Masyarakat kemudian berbondong-bondong membawa ternak kerbau mereka, turun ke sawah-sawah. Kegiatan membajak sawah tentulah merupakan kegiatan yang melelahkan. Karena itu, dalam kondisi fisik yang lelah dan jenuh, para petani membutuhkan hiburan.

Naluri seni masyarakat pun akhirnya menginspirasi kegiatan hewan-hewan ini untuk dijadikan hiburan sebagai wujud kegembiraan pada musim tanam padi. Tradisi ini kemudian menjadi pesta rakyat yang dikenal dengan barapan kebo. Kerbau-kerbau yang sebelumnya berfungsi hanya untuk membajak sawah ini akhirnya menjadi penghibur bagi masyarakat.
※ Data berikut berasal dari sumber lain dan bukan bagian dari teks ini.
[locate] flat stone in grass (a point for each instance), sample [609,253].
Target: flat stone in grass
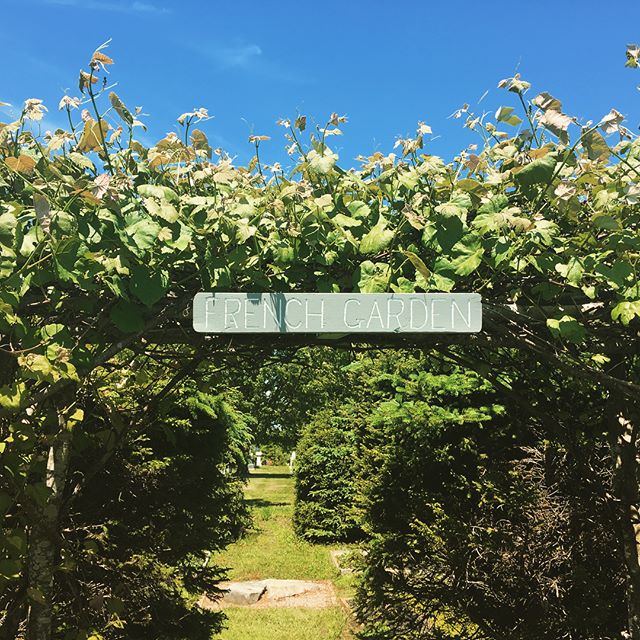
[242,593]
[274,593]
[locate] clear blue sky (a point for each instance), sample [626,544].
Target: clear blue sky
[384,63]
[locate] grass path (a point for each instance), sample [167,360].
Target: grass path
[273,551]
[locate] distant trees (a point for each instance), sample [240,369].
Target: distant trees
[485,518]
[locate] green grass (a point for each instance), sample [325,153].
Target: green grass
[285,624]
[273,551]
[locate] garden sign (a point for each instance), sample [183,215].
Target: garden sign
[337,312]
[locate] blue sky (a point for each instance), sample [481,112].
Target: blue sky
[385,64]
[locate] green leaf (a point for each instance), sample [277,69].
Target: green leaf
[147,286]
[616,275]
[419,265]
[144,233]
[122,111]
[162,209]
[504,115]
[11,396]
[373,277]
[626,311]
[604,221]
[127,316]
[377,238]
[566,328]
[345,221]
[457,206]
[158,191]
[538,171]
[470,252]
[359,209]
[8,223]
[572,271]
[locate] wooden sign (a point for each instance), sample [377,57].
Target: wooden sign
[337,312]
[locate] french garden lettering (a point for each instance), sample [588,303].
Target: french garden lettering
[337,313]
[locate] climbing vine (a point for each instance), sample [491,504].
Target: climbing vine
[104,241]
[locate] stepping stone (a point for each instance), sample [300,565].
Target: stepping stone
[283,589]
[337,557]
[243,593]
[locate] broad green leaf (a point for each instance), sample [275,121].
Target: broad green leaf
[377,239]
[12,396]
[359,209]
[162,209]
[148,286]
[8,223]
[345,221]
[572,271]
[373,277]
[419,265]
[457,206]
[626,311]
[158,191]
[538,171]
[504,114]
[144,233]
[120,108]
[605,221]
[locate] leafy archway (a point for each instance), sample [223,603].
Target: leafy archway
[104,242]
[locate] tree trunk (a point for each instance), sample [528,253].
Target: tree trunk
[44,537]
[624,441]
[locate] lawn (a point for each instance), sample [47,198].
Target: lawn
[285,624]
[273,551]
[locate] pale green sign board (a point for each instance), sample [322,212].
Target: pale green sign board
[337,312]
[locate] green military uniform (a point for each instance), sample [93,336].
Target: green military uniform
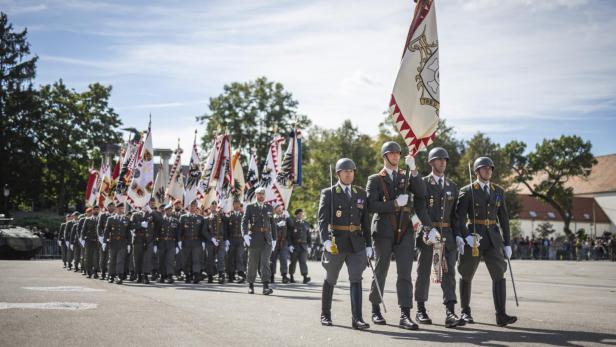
[343,214]
[117,238]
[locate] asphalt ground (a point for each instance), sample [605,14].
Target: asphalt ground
[41,304]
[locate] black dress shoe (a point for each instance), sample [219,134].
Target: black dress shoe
[423,318]
[503,319]
[326,319]
[359,324]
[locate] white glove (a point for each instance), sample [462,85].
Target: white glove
[434,235]
[471,240]
[402,200]
[328,245]
[410,162]
[460,244]
[508,252]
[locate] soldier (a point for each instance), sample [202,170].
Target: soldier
[300,245]
[280,247]
[392,228]
[442,196]
[89,238]
[216,244]
[145,224]
[344,225]
[482,205]
[117,237]
[235,254]
[257,226]
[100,228]
[166,243]
[192,242]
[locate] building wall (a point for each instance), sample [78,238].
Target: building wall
[529,226]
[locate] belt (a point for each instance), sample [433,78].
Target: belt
[486,222]
[346,227]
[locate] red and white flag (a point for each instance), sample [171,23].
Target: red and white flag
[415,100]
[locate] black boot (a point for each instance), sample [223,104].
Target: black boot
[357,321]
[377,318]
[451,320]
[422,315]
[465,301]
[326,304]
[499,292]
[266,289]
[405,319]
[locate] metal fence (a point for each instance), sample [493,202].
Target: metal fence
[50,250]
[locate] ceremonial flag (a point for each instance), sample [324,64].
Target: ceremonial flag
[142,183]
[415,100]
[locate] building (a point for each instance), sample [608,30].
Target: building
[594,203]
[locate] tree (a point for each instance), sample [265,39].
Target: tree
[323,148]
[254,112]
[546,171]
[19,119]
[75,126]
Pada sawah-sawah yang hendak ditanami, secara bergantian kerbau-kerbau milik masyarakat akan beradu cepat dari satu sawah ke sawah lainnya. Kegiatan ini terus dilakukan secara turun-temurun dan menjadi budaya atau tradisi bagi masyarakat Samawa. Setelah fungsinya tidak lagi hanya membajak sawah, tetapi sebagai hiburan, kegiatan ini dipoles dengan cita rasa seni masyarakatnya.
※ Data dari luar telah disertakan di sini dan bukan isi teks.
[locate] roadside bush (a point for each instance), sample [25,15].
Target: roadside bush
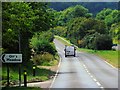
[103,42]
[42,42]
[97,42]
[43,59]
[59,30]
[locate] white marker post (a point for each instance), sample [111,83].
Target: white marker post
[11,58]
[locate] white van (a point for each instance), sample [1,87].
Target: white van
[69,50]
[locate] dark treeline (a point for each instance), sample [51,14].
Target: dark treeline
[94,7]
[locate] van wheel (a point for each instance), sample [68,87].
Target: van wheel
[74,55]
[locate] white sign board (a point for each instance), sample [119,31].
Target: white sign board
[11,58]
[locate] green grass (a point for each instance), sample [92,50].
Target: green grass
[21,88]
[42,74]
[63,40]
[108,55]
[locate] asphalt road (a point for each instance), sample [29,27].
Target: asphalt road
[84,71]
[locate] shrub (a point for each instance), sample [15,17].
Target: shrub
[97,42]
[43,59]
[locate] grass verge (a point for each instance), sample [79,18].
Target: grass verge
[42,74]
[21,88]
[108,55]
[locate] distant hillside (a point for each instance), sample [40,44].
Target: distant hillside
[94,7]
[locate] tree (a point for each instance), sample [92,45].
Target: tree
[20,18]
[72,12]
[109,16]
[78,28]
[97,41]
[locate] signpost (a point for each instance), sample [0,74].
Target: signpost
[11,58]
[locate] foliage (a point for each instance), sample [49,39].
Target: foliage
[79,27]
[41,43]
[21,20]
[109,16]
[59,30]
[43,59]
[115,33]
[97,41]
[66,15]
[94,7]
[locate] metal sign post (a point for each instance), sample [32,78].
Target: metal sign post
[12,58]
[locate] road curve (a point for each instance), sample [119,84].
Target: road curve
[84,71]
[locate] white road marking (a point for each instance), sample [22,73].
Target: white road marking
[98,84]
[55,74]
[109,64]
[94,79]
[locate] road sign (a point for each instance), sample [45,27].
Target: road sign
[11,58]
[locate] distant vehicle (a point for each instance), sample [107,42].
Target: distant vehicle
[69,50]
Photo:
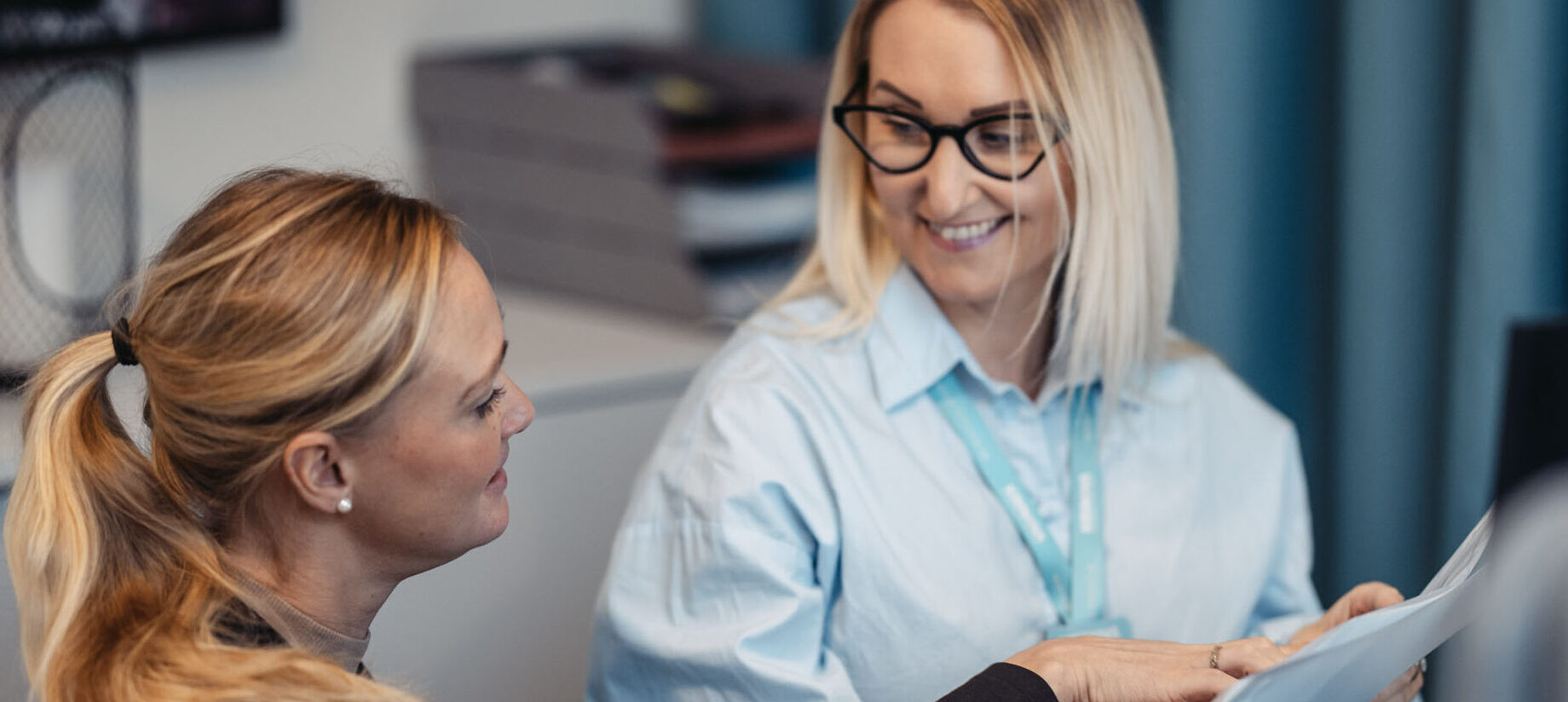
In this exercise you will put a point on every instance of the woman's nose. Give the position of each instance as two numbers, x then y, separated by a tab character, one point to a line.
948	181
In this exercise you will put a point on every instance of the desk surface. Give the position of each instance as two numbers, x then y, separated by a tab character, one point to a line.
565	353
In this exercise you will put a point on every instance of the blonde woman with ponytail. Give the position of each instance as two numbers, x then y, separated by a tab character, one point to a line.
325	416
966	433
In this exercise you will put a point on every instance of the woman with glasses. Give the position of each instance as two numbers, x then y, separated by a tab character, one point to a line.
965	431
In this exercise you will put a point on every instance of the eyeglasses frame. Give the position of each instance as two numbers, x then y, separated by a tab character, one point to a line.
844	108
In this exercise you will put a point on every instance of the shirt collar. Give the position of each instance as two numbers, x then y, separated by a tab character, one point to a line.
911	345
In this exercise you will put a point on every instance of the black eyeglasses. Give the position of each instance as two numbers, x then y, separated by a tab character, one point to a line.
1002	146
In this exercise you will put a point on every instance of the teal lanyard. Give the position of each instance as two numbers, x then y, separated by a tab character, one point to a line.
1078	586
Menurut Muhadli, hewan yang dikenal lamban ini pun akhirnya diadu untuk bisa berlari cepat saling mendahului satu sama lainnya. Dalam perkembangannya, untuk lebih menertibkan jalannya kegiatan adu cepat kerbau ini karena telah berfungsi pula sebagai hiburan, maka dibuatlah aturan pertandingannya.
Demikian awal dari tradisi barapan kebo yang hingga kini masih tetap digelar "tau Samawa" (orang Sumbawa). Bahkan kini tradisi ini menjadi salah satu daya tarik wisata, baik di Kabupaten Sumbawa maupun Sumbawa Barat.